- ECB asked Paschi to reduce non-performing loans over 3 years
- Paschi fell to record low; market value below 1 billion euros
Banca Monte dei Paschi di Siena SpA led Italian banks to record lows in Milan, succumbing to fresh concerns that the country’s lenders are under pressure to raise capital.
Monte Paschi plunged 14 percent to 32.9 cents, the lowest since the stock began trading in 1999. The bank has lost about 73 percent this year, reducing its market value below 1 billion euros ($1.1 billion).
The European Central Bank has asked Monte Paschi to offload more than 14 billion euros of gross non-performing loans over three years, which would reduce the burden to 20 percent of total loans, the bank said in a statement Monday. Monte Paschi, Italy’s third-largest bank, had 46.9 billion euros of soured debt at the end of 2015, the bank said.
Selling such a large stock of soured loans “could lead the bank to seek additional capital that investors are not available to provide,” said Vincenzo Longo, a strategist at IG markets in Milan. “The government’s moves to seek easier rules to support Italian banks underscores the difficulty of the weakest ones, adding pressure to the industry.”
The request is part of the central bank’s regular supervisory dialogue, a euro-area official said by phone, asking to not be identified because the matter is private. The ECB hasn’t used early intervention powers against Monte Paschi, the official said.
Italian newspaper la Repubblica reported the ECB move earlier, describing it as a pre-emptive measure to avoid a resolution plan.
Monte Paschi has sold 2 billion euros of bad loans since 2015, toward a goal of 5.5 billion euros in such disposals by 2018. Chief Executive Officer Fabrizio Viola said in May that he may accelerate the effort.
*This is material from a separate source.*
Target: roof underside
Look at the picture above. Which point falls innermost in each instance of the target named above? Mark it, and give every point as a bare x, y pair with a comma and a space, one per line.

Italian Prime Minister Matteo Renzi is exploring measures to support the nation’s banks after Britain’s vote to leave the European Union exacerbated a selloff in Italy’s lenders. Injecting capital is among the measures under consideration, people with knowledge of matter have said.
A number of solutions are possible for "addressing liquidity and capital shortages in banks without adverse effects on retail investors," Ricardo Cardoso, a spokesman for the European Commission, said at press conference in Brussels.
Renzi’s efforts to shore up Italy’s banks ran into a roadblock last week, when German Chancellor Angela Merkel insisted on sticking to rules introduced after the financial crisis to prevent taxpayer bailouts. The government in Rome is considering measures that may inject as much as 40 billion euros into banks, according to a person with knowledge of the plans. The commission has approved as much as 150 billion euros in government liquidity guarantees for lenders as a precautionary measure.
“We believe it will be difficult to reach the political consensus necessary to inject public funds as equity,” Fitch analysts Francesca Vasciminno and Cynthia Chan wrote in a note on Monday.
Upcoming Stress Tests
Seven of the 10 worst performers in the STOXX 600 Banks Index were Italian lenders, with Banca Popolare dell’Emilia Romagna dropping 7 percent, the most after Paschi, and Banco Popolare down 4.5 percent. The benchmark index, which tracks 48 banks, dropped 1.6 percent.
Regulators are pressing Italian banks to clean up their balance sheets and build up their buffers against losses. Europe’s biggest banks are undergoing stress tests, the first since the region’s 2014 asset review, with results expected at the end of July.
“Banks with the weakest results could experience increasing market pressure for action on capital,” Manuela Meroni, an analyst at Banca IMI SpA, wrote in a note on Monday. “We consider UniCredit and Monte Paschi in the weakest positions."